Sekretaris jendral gerakan perlawanan Libanon Hizbullah, Sayyed Hassan Nasrallah, menyampaikan siaran pidato dari ibukota Lebanon, Beirut, pada 25 Mei 2019.
Sana`a, Jurnas.com – Sekretaris jenderal gerakan perlawanan Hizbullah, mengatakan, perang 33 hari militer Israel di Lebanon pada musim panas 2006 bertujuan untuk menciptakan kawasan Timur Tengah baru, di mana pemerintah Tel Aviv sebagai pemeran utama.
“Militer Israel hanyalah alat dalam perang 2006 melawan Lebanon, karena kampanye militer sudah diatur Amerika Serikat (AS). Di antara tujuan perang itu adalah mengakhiri kehadiran (Hizbullah) perlawanan di Lebanon, menggulingkan pemerintah Suriah, dan mengalahkan Iran di wilayah tersebut,” kata Sayyed Hassan Nasrallah dalam pidato yang disiarkan pada Jumat (16/8) malam.
Ia menambahkan, para pejabat AS meluncurkan perang 33 hari di Lebanon karena ingin membentuk Timur Tengah baru, di mana pemerintah Israel berada di pelana yang mengendalikan segalanya.
“Dalam perang itu, John Bolton, saat itu duta besar AS untuk Dewan Keamanan PBB, mengatakan kepada seorang pejabat Arab: `Perang akan berhenti kecuali Hizbullah dihancurkan atau menyerah.`”
“Tapi Bolton kemudian mengatakan kepada pejabat Arab yang sama: `Kita harus menghentikan perang sekarang.`”
“Pejabat Arab itu bertanya kepadanya: Apakah Anda menghancurkan Hizbullah? Dia bilang tidak. Pejabat Arab itu bertanya: Apakah Hizbullah menyerah? Dia bilang tidak. pejabat Arab itu berkata: Jadi mengapa Anda menghentikan perang ?! Bolton berkata: Israel akan menghadapi malapetaka jika perang berlanjut,” kata kepala Hizbullah.
“Para pejabat AS dan Israel gagal mencapai tujuan mereka (dalam perang 33 hari),” kata Nasrallah, menggambarkan Hizbollah sebagai kekuatan pencegah terhadap tindakan agresi AS dan Israel di wilayah tersebut.
Kepala Hizbullah mencatat, Lebanon dapat muncul sebagai pemenang dalam perang karena itu berpegang pada persamaan emas antara orang-orang, tentara dan front perlawanan anti-Israel.
Nasrallah kemudian memperingatkan para pejabat Israel agar tidak melancarkan agresi militer baru terhadap negaranya, menekankan bahwa semua batalion Israel akan dihancurkan di bawah pengawasan media arus utama.

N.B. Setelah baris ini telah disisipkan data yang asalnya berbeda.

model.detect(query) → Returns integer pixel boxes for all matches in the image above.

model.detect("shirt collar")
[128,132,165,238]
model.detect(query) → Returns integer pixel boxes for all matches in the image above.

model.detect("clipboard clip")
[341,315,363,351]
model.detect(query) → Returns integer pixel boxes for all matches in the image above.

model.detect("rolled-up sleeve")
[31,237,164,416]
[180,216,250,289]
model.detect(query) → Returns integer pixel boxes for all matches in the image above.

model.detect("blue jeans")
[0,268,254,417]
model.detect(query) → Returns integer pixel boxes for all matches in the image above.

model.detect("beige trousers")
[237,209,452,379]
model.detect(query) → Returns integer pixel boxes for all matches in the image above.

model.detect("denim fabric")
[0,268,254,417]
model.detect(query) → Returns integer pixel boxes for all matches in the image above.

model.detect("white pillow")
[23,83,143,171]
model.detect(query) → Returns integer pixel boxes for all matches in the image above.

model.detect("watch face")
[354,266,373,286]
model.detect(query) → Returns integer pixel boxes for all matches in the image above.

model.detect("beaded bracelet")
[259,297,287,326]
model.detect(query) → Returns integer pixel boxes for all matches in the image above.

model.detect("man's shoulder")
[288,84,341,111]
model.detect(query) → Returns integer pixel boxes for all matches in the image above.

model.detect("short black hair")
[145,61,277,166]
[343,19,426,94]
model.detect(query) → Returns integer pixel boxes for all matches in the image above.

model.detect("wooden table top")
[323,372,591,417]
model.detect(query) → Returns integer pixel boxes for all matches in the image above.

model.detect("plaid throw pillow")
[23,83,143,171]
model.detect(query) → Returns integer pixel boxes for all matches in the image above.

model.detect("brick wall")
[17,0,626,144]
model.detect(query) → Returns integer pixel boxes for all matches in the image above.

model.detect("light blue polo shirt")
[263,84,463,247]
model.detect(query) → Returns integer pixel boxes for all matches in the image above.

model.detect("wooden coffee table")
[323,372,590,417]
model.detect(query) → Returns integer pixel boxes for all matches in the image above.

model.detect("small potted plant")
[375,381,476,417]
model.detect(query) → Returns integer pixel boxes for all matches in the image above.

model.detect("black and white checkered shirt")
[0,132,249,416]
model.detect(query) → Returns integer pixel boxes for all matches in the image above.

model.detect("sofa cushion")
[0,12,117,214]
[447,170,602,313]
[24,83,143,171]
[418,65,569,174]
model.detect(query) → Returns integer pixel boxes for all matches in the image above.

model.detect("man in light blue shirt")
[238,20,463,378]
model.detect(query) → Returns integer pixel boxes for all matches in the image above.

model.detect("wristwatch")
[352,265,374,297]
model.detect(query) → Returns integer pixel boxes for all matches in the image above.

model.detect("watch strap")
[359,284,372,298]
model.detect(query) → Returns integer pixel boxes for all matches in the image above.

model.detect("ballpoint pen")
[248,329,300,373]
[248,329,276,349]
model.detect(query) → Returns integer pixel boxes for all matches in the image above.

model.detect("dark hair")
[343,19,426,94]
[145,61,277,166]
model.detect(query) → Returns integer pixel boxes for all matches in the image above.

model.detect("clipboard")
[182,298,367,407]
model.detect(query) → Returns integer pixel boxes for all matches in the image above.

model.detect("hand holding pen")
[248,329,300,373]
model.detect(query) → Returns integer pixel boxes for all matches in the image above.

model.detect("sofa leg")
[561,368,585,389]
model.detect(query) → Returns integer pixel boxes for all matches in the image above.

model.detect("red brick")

“Para ahli militer Israel mengakui bahwa tentara Israel tidak mampu mengobarkan perang baru di Libanon,” katanya.
Sekretaris jenderal Hizbullah melanjutkan dengan mengatakan, front perlawanan mendapatkan momentum di Timur Tengah, dan sekarang mencakup hamparan luas tanah dari Libanon ke Suriah, Palestina, Yaman, Irak dan Iran.
“Ketergantungan pada front perlawanan akan mencegah perang, tindakan agresi dan juga terorisme. Menjadi bagian dari poros semacam itu akan mencegah (Presiden AS Donald) eksploitasi Trump karena ia sekarang memerah susu negara-negara Teluk (Persia),” kata Nasrallah.
Ia juga memuji penolakan langsung Palestina terhadap proposal kontroversial Trump untuk perdamaian antara Israel dan Palestina, dijuluki “kesepakatan abad ini.”
“Lihatlah operasi harian yang dilakukan oleh Palestina terhadap Israel di wilayah pendudukan. Mereka dilakukan oleh orang-orang muda yang berusia tidak lebih dari 15 tahun. Ini adalah generasi baru Palestina,” kata Nasrallah.